FAR 9.01 - INTANGIBLES

Alta Co. spent $400,000 during the current year developing a new idea for a product that was patented during the year. The legal cost of applying for a patent license was $40,000. Also, $50,000 was spent to successfully defend the rights of the patent against a competitor. The patent has a life of 20 years.

What amount should Alta capitalize related to the patent?

$490,000
$90,000
$40,000
$50,000

A

$90,000

EXPLANATION:

The costs incurred in developing the new idea for a product must be expensed immediately as research and development expense, even if they lead to the issuance of a patent.

The patent itself, however, is a discrete intangible asset resulting from R&D and its direct costs may be capitalized.

Therefore, Alta should capitalize the costs of applying for and successfully defending the patent, for a total of $90,000 (40,000 + 50,000 = 90,000).

Note that costs incurred while unsuccessfully defending a patent cannot be capitalized but must be expensed.

17
Q

FAR 9.01 - INTANGIBLES

Macklin Co. entered into a franchise agreement with Heath Co. for an initial fee of $50,000. Macklin received $10,000 when the agreement was signed. The balance was to be paid at a rate of $10,000 per year, starting the next year. All services were performed by Macklin and the refund period had expired. Operations started in the current year.

What amount should Macklin recognize as revenue in the current year?

$50,000
$0
$20,000
$10,000

A

$50,000

EXPLANATION:

Franchise agreement revenue is recognized only once the franchisor has performed substantially all the material contractual services and collectability is reasonably assured.

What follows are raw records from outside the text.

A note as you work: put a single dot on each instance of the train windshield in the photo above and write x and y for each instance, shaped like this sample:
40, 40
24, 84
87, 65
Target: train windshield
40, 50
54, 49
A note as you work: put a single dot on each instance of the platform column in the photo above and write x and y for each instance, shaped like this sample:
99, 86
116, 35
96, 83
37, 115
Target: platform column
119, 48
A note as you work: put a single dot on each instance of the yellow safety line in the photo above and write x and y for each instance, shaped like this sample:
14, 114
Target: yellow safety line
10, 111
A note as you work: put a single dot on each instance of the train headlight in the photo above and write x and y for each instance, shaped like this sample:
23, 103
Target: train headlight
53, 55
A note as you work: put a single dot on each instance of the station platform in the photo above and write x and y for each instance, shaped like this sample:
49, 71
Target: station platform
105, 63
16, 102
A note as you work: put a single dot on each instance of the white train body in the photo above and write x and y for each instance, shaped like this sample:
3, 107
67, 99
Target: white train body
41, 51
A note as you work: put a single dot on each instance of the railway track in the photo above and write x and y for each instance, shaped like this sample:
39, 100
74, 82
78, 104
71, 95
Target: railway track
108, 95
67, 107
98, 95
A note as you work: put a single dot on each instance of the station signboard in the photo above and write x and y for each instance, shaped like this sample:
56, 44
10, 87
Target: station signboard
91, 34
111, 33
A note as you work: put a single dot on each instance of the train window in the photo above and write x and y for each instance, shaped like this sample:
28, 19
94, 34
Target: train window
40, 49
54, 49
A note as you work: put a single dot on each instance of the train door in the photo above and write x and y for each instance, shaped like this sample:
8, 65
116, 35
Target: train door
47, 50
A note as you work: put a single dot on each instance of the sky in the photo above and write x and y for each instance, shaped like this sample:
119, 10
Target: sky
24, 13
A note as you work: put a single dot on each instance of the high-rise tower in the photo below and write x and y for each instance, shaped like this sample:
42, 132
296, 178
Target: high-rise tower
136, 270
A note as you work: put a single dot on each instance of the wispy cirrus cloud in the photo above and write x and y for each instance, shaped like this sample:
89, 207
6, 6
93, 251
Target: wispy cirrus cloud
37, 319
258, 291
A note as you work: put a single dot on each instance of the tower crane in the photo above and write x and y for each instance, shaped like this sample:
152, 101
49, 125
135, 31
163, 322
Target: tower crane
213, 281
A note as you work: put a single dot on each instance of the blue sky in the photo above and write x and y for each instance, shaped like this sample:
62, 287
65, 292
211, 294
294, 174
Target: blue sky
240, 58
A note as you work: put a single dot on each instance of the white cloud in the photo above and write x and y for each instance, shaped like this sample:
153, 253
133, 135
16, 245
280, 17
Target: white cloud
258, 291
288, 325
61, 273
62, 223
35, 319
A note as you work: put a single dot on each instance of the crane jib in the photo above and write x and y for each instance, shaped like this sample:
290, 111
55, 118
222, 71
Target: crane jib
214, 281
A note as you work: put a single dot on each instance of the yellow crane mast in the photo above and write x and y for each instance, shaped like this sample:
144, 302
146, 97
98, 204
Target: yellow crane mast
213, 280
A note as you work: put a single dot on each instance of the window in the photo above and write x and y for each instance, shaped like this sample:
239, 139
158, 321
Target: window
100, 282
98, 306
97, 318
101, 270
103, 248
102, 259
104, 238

Because Macklin performed all services, there appear to be no concerns about collectability, and the refund period has expired,

Macklin should recognize the full amount of revenue in the current year.

18
Q

FAR 9.01 - INTANGIBLES

The following information relates to two projects performed by Miley Co. during the year for laboratory research aimed at discovering new knowledge:

Project Costs Likelihood that effort will result in future benefits:

I. $100,000 Probable
II. $ 50,000 Reasonably possible

What should Miley report as research and development expenses in its income statement for the year?

$0
$50,000
$100,000
$150,000

A

$150,000

EXPLANATION:

Research and development costs are recognized as expense in the period incurred, regardless of the likelihood that the effort will result in future benefits.

As a result, all $150,000 will be recognized as research and development expense.

19
Q

FAR 9.01 - INTANGIBLES

During 20X2, Fleet Co.’s trademark was licensed to Hitch Corp. for royalties of 10% of net sales of the
trademarked items. Returns were estimated to be 1% of gross sales. On signing the licensing agreement, Hitch paid Fleet $75,000 as an advance against future royalty earnings. Gross sales of the trademarked items during the year were $600,000.

What amount should Fleet report as royalty income for 20X2?

$60,000
$75,000
$59,400
$54,000

A

$59,400

EXPLANATION:

With returns equal to 1% of gross sales of $600,000, or $6,000, net sales is the difference of $594,000. Royalties, at 10% will be $594,000 x 10% = 59,400.

20
Q

FAR 9.01 - INTANGIBLES

Which of the following is an example of activities that would typically be excluded in research and development costs?

Design, construction, and testing of preproduction prototypes and modes.

Quality control during commercial production, including routine testing of products.

Testing in search for, or evaluation of, product or process alternatives.

Laboratory research aimed at discovery of new knowledge.

A

Quality control during commercial production, including routine testing of products.

EXPLANATION:

Research is aimed at the discovery of new knowledge that will result in a new product or process or significant improvement to existing product or process.

Development is the conversion of that new knowledge into a plan or design for a new product or process.

These would include the design, construction, and testing of preproduction prototypes and models;
laboratory research aimed at discovery of new knowledge; and testing in search for, or evaluation of, product or process alternatives.

Costs incurred during commercial production, such as quality control and routing testing of products, are ordinary operating expenses and would likely be included in manufacturing overhead.